Prognostication of Uveal Melanoma Based on Tumor Genetics
The ability to perform reliable multiparametric genetic analysis using the fine-needle aspiration biopsy samples has been a paradigm change in the prognostication of uveal melanoma. Onken et al. found that tumors cluster into two groups: Class 1, having a good prognosis, and Class 2, with a higher rate of metastasis and disease-related mortality. In 2010, Damato et al. advocated the use of chromosomes 1, 3, 6, and 8 abnormalities to determine the prognosis. There is evidence that monosomy 3 is associated with an increased risk of metastasis, loss-of-function mutations in BAP1 located on 3p21 is associated with monosomy 3, and consequently decreased BAP1 mRNA and protein expression predict metastasis. Currently, monosomy 3 or a 15-gene microarray-based panel is used to determine the prognosis. There have been attempts to enhance the prognostic value of AJCC staging by co-opting genetic parameters. Personalized risk estimation has been attempted by the online tools – Liverpool Uveal Melanoma Prognosticator Online (LUMPO) and Predicting Risk of Metastasis in Uveal Melanoma (PriMeUM).

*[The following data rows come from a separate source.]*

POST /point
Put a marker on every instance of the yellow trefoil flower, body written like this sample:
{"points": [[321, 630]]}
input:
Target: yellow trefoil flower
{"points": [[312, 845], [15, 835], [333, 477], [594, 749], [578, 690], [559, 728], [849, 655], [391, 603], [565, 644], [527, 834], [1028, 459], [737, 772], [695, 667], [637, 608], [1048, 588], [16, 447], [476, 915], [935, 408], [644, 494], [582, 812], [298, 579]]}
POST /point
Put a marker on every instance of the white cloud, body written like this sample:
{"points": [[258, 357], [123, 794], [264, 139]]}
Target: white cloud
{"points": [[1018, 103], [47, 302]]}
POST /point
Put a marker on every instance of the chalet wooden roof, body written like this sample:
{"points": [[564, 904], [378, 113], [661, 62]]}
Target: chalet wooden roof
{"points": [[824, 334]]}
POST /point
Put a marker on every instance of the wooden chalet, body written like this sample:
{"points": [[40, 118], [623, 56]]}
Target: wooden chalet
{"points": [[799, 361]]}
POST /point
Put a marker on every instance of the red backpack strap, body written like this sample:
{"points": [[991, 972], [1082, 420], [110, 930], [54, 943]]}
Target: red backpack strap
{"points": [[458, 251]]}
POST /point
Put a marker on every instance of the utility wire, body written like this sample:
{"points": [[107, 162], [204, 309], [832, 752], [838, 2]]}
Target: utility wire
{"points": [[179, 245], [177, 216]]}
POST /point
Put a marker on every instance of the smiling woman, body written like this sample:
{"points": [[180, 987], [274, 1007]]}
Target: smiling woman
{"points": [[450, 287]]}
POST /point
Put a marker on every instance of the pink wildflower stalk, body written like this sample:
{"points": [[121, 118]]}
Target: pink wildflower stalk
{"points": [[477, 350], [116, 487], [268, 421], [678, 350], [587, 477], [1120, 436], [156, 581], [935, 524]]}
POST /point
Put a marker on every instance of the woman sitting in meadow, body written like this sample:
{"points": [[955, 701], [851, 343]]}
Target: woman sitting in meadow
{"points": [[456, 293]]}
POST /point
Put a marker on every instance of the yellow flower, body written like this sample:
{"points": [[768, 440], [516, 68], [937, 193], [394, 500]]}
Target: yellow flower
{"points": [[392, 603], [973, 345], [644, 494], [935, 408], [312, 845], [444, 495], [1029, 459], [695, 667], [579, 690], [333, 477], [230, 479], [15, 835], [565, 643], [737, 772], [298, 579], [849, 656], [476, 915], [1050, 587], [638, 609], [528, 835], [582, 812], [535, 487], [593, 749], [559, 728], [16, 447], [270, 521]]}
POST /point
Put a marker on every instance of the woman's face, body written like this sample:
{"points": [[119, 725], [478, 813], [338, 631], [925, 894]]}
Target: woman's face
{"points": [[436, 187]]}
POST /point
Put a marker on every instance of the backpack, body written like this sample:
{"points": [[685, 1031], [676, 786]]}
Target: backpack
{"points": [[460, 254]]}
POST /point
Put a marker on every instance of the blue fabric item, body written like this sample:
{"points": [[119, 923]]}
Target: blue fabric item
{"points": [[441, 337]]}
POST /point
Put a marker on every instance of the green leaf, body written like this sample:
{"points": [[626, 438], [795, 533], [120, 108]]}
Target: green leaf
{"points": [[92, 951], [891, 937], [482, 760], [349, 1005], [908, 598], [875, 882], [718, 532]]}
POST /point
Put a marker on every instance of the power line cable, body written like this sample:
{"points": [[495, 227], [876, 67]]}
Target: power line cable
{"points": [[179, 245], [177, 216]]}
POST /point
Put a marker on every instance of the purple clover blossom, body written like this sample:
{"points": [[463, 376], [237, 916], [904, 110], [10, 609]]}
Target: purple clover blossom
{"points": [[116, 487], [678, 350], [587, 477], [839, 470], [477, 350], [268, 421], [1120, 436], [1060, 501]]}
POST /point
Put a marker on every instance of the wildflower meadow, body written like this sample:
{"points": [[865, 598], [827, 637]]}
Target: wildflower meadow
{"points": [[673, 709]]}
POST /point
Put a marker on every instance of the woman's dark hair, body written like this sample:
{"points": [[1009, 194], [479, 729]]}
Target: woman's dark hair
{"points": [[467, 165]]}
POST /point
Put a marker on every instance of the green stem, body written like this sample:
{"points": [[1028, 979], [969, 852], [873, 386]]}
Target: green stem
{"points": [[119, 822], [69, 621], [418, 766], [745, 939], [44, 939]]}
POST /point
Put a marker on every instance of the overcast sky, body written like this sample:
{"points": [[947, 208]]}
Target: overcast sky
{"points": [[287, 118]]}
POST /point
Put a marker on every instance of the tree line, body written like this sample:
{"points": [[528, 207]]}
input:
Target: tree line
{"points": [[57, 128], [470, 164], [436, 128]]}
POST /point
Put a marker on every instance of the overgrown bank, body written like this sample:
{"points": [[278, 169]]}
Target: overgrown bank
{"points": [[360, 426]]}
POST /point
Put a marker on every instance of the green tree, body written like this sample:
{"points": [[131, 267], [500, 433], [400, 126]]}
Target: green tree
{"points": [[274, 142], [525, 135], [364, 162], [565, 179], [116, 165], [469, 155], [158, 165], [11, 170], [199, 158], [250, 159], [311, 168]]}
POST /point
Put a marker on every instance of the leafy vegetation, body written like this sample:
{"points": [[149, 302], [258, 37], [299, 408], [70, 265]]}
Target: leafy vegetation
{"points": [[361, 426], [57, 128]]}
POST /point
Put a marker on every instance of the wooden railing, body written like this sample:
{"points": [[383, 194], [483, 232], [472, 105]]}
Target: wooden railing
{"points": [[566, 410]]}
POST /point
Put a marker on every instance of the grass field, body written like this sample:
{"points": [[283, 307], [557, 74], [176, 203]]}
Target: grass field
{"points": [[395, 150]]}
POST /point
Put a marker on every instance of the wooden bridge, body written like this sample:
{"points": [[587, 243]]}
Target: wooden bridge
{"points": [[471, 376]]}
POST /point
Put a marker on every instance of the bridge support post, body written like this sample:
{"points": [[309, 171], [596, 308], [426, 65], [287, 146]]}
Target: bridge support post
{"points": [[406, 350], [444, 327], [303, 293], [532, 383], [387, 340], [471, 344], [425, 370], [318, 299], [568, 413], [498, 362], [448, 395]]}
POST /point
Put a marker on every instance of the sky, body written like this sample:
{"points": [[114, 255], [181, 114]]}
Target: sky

The National Cancer Institute Center for Cancer Genomics and the National Human Genome Research Institute-initiated The Cancer Genome Atlas (TCGA) project data is based on integrated multidimensional molecular–computational characterization of 80 primary uveal melanoma. This could help categorize four molecularly distinct, clinically relevant subtypes based on the presence or absence of monosomy 3 and the presence and degree of 8q gain. The best prognostic class (class A) demonstrated disomy 3 and 8, and subsequent classes showed disomy 3 and 8q gain (class B), monosomy 3 and 8q gain (class C), and monosomy 3 and multiple 8q gains (class D) correlating with increased risk of metastasis [Fig. 1]. Jager et al. provided clarity to the four main prognostic categories of uveal melanoma as identified by TCGA [Table 1]. The superiority of the simplified TGCA classification over AJCC in predicting the risk of metastasis at 5 years has been established. Published in this issue of Indian Journal of Ophthalmology, Shields et al. have provided evidence that a simplified four-category tumor genetics-based classification of uveal melanoma using TCGA is highly predictive of the risk of metastasis at 10 years.
Tumor genetics-based simplified classification of uveal melanoma appears to dovetail well with prognosis for metastasis and may help in selecting categories of patients for tight surveillance to enable early detection of metastasis, as well as in designing and customizing adjuvant therapies. The future AJCC staging systems may propose a simplified approach incorporating the important genetic parameters into clinicopathological criteria. Meanwhile, we owe it to our patients to build tumor genetics inseparably into the management algorithm of uveal melanoma.
“Prediction is very difficult” said Niels Bohr, and we must agree, but armed with the vital information that tumor genetics provides, we may get closer to reality.